Reducing organizational risk demands discipline. I pair analytics rollout with a documented data map, DPIAs where appropriate, vendor risk assessments, and clear incident management protocols. We align with regulatory compliance requirements and integrate with cybersecurity practices for continuous monitoring and threat detection and response.
I track success through business and trust metrics: higher adoption, stronger retention analysis, fewer support tickets, and cost savings from deprecating low-value features—alongside clean audits and consistent adherence to governance standards. The outcome is a tighter feedback loop, smarter roadmap decisions, and sustained customer confidence.
If you’re evaluating Agent Analytics, start with a controls checklist, define the minimum viable telemetry for your KPIs, validate consent flows, and pilot with a narrow audience before you scale. This approach balances velocity with vigilance, ensuring we harness analytics for impact without sacrificing privacy or compliance.

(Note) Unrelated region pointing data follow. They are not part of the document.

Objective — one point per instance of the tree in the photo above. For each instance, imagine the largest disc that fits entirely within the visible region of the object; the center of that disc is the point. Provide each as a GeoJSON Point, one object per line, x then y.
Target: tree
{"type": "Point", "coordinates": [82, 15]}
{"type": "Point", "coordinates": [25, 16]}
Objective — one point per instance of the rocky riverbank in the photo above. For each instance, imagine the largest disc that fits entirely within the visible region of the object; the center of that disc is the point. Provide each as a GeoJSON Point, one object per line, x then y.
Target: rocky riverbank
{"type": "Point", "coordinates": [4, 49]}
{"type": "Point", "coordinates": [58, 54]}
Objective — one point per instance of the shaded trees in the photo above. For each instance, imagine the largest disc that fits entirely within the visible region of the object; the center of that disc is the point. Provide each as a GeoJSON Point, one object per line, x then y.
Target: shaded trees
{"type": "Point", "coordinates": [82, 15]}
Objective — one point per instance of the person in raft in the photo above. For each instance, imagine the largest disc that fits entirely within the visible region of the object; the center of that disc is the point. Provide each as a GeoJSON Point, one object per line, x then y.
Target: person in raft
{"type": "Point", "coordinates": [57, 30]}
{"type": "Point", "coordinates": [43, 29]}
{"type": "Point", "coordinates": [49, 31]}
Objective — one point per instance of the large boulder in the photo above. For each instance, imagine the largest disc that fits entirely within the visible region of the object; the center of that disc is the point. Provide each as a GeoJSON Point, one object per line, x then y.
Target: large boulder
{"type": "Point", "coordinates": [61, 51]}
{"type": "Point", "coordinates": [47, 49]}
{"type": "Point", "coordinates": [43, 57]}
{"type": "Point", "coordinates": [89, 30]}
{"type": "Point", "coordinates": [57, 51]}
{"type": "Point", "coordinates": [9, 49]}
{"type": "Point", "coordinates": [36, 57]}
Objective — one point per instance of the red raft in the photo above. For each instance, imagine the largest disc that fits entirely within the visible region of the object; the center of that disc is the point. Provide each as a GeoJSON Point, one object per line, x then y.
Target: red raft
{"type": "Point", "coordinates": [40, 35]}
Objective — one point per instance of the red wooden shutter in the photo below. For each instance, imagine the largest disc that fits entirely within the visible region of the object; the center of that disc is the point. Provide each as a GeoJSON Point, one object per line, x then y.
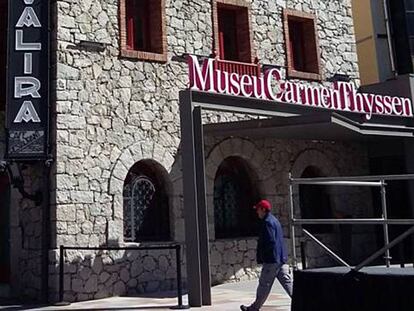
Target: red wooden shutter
{"type": "Point", "coordinates": [130, 24]}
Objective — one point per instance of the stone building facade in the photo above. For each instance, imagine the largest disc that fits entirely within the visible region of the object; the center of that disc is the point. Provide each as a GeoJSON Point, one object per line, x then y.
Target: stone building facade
{"type": "Point", "coordinates": [116, 111]}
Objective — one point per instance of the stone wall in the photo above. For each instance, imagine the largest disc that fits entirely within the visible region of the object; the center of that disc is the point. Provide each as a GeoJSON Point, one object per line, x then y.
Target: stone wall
{"type": "Point", "coordinates": [99, 274]}
{"type": "Point", "coordinates": [113, 111]}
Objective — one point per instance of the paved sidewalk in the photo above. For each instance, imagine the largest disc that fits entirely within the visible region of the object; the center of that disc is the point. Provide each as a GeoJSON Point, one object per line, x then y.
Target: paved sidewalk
{"type": "Point", "coordinates": [226, 297]}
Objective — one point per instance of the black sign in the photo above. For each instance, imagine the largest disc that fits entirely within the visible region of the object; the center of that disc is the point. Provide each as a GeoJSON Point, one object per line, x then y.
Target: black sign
{"type": "Point", "coordinates": [27, 103]}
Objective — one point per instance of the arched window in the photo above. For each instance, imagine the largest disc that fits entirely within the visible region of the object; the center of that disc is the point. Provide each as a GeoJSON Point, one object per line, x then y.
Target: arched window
{"type": "Point", "coordinates": [234, 196]}
{"type": "Point", "coordinates": [315, 201]}
{"type": "Point", "coordinates": [146, 208]}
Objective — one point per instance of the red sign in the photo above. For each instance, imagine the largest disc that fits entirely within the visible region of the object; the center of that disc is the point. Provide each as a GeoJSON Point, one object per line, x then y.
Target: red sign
{"type": "Point", "coordinates": [341, 96]}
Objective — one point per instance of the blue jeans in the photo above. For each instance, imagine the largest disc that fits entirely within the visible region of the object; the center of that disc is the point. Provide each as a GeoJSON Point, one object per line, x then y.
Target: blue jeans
{"type": "Point", "coordinates": [271, 271]}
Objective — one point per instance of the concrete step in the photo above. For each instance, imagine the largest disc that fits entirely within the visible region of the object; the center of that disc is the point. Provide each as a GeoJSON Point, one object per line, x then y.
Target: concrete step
{"type": "Point", "coordinates": [4, 290]}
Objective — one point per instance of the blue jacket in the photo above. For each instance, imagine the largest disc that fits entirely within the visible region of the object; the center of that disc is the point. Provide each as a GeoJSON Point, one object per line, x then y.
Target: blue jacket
{"type": "Point", "coordinates": [270, 246]}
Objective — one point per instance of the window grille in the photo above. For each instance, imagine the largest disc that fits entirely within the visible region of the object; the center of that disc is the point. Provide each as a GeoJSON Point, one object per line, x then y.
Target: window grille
{"type": "Point", "coordinates": [137, 199]}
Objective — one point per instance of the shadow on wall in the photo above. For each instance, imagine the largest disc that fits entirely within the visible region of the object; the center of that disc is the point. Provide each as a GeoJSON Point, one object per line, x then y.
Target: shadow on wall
{"type": "Point", "coordinates": [106, 273]}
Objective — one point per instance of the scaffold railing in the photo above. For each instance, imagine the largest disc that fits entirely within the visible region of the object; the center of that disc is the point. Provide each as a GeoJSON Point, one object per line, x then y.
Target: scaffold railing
{"type": "Point", "coordinates": [358, 181]}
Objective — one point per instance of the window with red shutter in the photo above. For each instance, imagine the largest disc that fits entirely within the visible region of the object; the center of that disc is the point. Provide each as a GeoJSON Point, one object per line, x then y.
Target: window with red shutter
{"type": "Point", "coordinates": [301, 45]}
{"type": "Point", "coordinates": [143, 29]}
{"type": "Point", "coordinates": [233, 32]}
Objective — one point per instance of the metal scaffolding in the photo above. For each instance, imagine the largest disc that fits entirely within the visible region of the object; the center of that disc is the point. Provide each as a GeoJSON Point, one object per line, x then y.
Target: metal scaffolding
{"type": "Point", "coordinates": [359, 181]}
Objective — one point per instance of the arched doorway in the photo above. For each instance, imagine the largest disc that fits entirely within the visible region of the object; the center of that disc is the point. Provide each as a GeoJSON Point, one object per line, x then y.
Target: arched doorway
{"type": "Point", "coordinates": [234, 195]}
{"type": "Point", "coordinates": [146, 203]}
{"type": "Point", "coordinates": [4, 229]}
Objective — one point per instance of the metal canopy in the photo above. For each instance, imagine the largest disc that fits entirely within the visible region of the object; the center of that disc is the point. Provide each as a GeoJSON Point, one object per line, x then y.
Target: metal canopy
{"type": "Point", "coordinates": [325, 126]}
{"type": "Point", "coordinates": [289, 120]}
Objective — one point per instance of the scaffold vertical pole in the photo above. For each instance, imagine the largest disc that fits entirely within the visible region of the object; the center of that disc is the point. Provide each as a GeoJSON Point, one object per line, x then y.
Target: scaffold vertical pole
{"type": "Point", "coordinates": [385, 225]}
{"type": "Point", "coordinates": [292, 223]}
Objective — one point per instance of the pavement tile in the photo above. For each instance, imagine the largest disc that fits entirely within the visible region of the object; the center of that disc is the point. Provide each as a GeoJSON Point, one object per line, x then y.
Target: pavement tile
{"type": "Point", "coordinates": [225, 297]}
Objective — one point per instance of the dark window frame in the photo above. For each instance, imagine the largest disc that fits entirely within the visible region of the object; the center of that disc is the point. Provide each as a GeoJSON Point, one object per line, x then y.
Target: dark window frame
{"type": "Point", "coordinates": [155, 225]}
{"type": "Point", "coordinates": [298, 28]}
{"type": "Point", "coordinates": [242, 11]}
{"type": "Point", "coordinates": [154, 47]}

When I map the customer lifecycle, I look for the precise moments where guidance, context, and timing can transform a casual click into a committed relationship. That’s exactly why I rely on Pendo Orchestrate—to turn intent into a systematic, repeatable product strategy that scales across every stage of the journey.
From first click to lifelong retention, you’ll deliver the right message at the exact right time, every step of the way. With Pendo Orchestrate, you can design those kinds of moments with intention. And in this blog, we’ll show you how.
In practice, I translate that promise into four lifecycle journeys every product team should be running with Pendo Orchestrate: new user onboarding, activation to the aha moment, expansion and upsell, and renewal and retention. These journeys power product-led growth and keep the roadmap aligned to measurable business outcomes.
Onboarding: I use in-app guides and product tours to welcome new users, set expectations, and reduce time-to-value. Contextual tooltips and gentle checklists keep users moving, while clear, concise UX writing removes friction. The goal is simple: accelerate early wins so onboarding naturally flows into user activation.
Activation: To help users reach the aha moment, I pair behavioral insights with targeted in-app guides. When a user approaches a key milestone, Pendo Orchestrate triggers just-in-time prompts that reinforce the value proposition. I keep these nudges focused, specific, and measurable so activation improves without overwhelming the experience.
Expansion: Once users adopt core workflows, I introduce advanced capabilities through tailored tours and contextual education. These cues appear where they’re most relevant—in the flow of work—so cross-sell and upsell moments feel helpful, not salesy. The intent is to deepen adoption by connecting features to outcomes users already care about.
Renewal and retention: I watch for patterns that suggest risk (stalled usage, incomplete workflows) and offer supportive interventions. Lightweight guides, quick tips, and feedback loops help resolve issues before they become churn. Combined with retention analysis, these orchestrations keep customers engaged and set the stage for long-term value.
When these four journeys run in concert, your product becomes the primary engine of growth. Pendo Orchestrate ensures the right in-app guidance shows up at the right moment—so your product strategy, product discovery, and day-to-day execution stay tightly aligned. That’s how you move beyond one-off campaigns and build a durable, product-led growth system.